The training outcomes revealed that the model’s optimal mtry value appeared at around 5, as identified in graphical results of model performance. Thus, the study finalized the mtry at 5 and ntree at 500, establishing essential parameters for the model.

BPNN Land Value Bulk Evaluation Model Construction

The Back Propagation Neural Network (BPNN) was another avenue explored for CCCL price appraisal. Here, several key parameters were adjusted, including activation functions, training targets, error thresholds, and iteration limits. The process involved fitting the training set until it met acceptable testing standards, leading to the establishment of network weights for the succeeding appraisal phases.

Thirteen variables were again employed in the BPNN model. The architecture consisted of an input layer with 13 nodes and an output layer for calculating the CCCL market entry price. Grid search validation supported the determination of 21 nodes for the hidden layer, which balanced nonlinear model capabilities with the risk of overfitting.

SVM Land Value Bulk Assessment Model Construction

Using the MATLAB software platform, SVM was constructed to analyze the same dataset. The training comprised 102 samples, alongside a test set featuring 16 samples. Normalization via the mapminmax function facilitated inputs into the SVM model. Given the limited prior research on CCCL market entry indicators, a Radial Basis Function (RBF) kernel was utilized for its smoothing properties, aiding in maintaining computational efficiency and predictive accuracy.

The key parameters C (penalty) and gamma (kernel) were finalized after a thorough optimization process, resulting in values of 32 and 0.1768, respectively. These settings were selected based on empirical performance and theoretical foundations.

Comparative Results of Forecasting Models

As the analysis of bulk assessment models unfolded, it became clear that the variation in operating land transactions in Beiliu City posed unique challenges. With diverse trading characteristics, representative testing samples were carefully selected across four market-entry methods and five planned usage scenarios.

The performance of the models was tested against these metrics, revealing that while RF offered balanced and accurate predictions across various land types, BPNN and SVM exhibited inconsistencies, particularly in volatile areas.

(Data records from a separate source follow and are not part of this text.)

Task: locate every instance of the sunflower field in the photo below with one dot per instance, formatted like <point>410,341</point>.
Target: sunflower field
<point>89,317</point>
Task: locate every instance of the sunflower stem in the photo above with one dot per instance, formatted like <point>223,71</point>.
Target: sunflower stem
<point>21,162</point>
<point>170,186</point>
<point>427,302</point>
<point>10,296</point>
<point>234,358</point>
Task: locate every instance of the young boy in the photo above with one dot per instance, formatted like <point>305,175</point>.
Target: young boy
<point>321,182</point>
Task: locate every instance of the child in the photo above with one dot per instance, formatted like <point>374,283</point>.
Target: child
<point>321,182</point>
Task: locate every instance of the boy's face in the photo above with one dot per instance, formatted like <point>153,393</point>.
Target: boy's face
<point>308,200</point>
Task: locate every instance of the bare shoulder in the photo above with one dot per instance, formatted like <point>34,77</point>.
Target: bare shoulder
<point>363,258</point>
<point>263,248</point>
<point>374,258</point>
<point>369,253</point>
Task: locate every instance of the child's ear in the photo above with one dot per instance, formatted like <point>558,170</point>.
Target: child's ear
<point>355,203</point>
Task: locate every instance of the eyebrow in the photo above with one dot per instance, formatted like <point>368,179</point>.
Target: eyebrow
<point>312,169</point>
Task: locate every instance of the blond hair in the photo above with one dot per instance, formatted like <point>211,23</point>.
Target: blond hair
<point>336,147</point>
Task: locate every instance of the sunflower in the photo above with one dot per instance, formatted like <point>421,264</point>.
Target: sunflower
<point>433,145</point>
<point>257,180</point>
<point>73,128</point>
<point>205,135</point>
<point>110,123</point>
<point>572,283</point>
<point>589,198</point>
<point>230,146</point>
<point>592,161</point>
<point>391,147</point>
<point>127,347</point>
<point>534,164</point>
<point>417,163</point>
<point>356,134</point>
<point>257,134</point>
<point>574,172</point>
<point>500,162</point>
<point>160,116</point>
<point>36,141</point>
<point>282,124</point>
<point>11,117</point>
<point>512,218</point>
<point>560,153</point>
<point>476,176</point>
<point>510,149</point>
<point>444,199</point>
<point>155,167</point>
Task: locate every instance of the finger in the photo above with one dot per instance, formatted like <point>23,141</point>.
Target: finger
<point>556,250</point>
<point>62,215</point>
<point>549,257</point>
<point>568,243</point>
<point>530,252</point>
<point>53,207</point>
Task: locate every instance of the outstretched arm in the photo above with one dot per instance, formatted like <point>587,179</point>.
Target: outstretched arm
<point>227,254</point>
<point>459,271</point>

Results from various scenarios highlighted the nuanced differences among land market entry methods, indicating that comprehensive market data was crucial for improving prediction accuracies across all models.

Predictive Performance and Precision Comparison

To quantify model performance, metrics such as R², RMSE, MAE, and RA were employed. These metrics illuminate the model’s fit and accuracy, with R² values indicating a good relationship between predicted and actual results.

From the comparison:

• RF emerged with the strongest generalization abilities, achieving 96.6% and 90.42% R² values in the training and test sets, respectively.
• BPNN followed with 89.0% and 83.29%, showcasing some overfitting sensitivity.
• SVM, while consistent, fell behind in capturing drastic price variations, asserting a requirement for more refined modeling in future applications.

In summary, the exploration of RF, BPNN, and SVM models for assessing land prices in Beiliu City presents a complex landscape influenced by multifaceted market dynamics. With RF demonstrating superior predictive capabilities, the path forward necessitates a deeper understanding of local market intricacies and improved data collection methodologies to enhance model performances continuously.